Home: I got home and with tears streaming down my face opened up and told my mother what had happened expecting her to hold me and say it’ll be alright. How wrong I was, mummy beat me up, cursed me and called me all sort of names and then warned me that if I ever wanted to get married, I should make sure I tell no one what had happened. Typical right? It’s was my entire fault.

The social stigma associated with rape cases has made it increasingly difficult for female victims to report cases or talk about their hurt.
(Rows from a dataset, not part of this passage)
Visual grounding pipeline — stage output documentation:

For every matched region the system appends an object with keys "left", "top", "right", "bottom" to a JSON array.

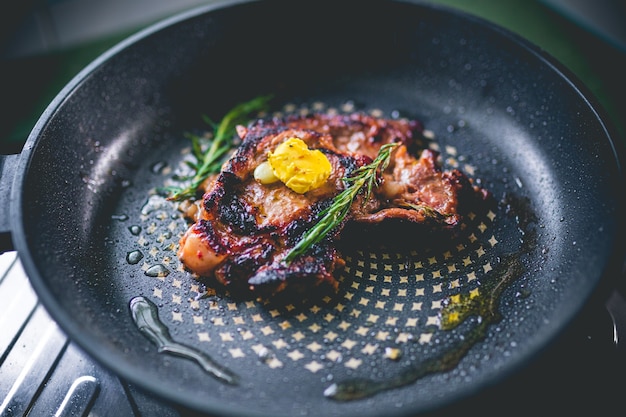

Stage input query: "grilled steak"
[{"left": 178, "top": 112, "right": 487, "bottom": 296}]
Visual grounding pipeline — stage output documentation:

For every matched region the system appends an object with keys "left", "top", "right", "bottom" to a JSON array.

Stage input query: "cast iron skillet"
[{"left": 0, "top": 0, "right": 624, "bottom": 416}]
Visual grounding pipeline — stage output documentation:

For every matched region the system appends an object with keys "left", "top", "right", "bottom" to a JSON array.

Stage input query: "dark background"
[{"left": 1, "top": 0, "right": 625, "bottom": 154}]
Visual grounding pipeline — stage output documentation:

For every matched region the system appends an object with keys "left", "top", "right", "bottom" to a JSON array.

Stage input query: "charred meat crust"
[{"left": 177, "top": 112, "right": 488, "bottom": 296}]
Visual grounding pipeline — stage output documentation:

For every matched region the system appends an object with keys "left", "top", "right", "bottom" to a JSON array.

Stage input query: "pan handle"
[{"left": 0, "top": 153, "right": 19, "bottom": 253}]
This has constantly forced them to suffer in silence, and sometimes live the rest of their lives in emotional pain.

Ironic though isn’t it, that in a world so constantly developing and chanting women’s rights, our daughters’ still struggle with the primitive mindsets passed on by our ancestors – it’s a man’s world and a woman’s place to be abused… Sad!

Changing a society deeply imbued with these perceptions of male superiority to one that extols the virtues of gender equality is attainable, but first we as mothers, auntie’s and I dare say fathers and uncles, we need to say no to this embarrassing menace of blaming the girl child for her beauty rather that the man for his lack of self control.

The fight to stop rape and sexual assault may be ongoing for a long time to come but it’s about time the abused women were given a voice and a chance to speak up and tell their stories however morbid it may sound as an inspiration and lesson to the rest of our race.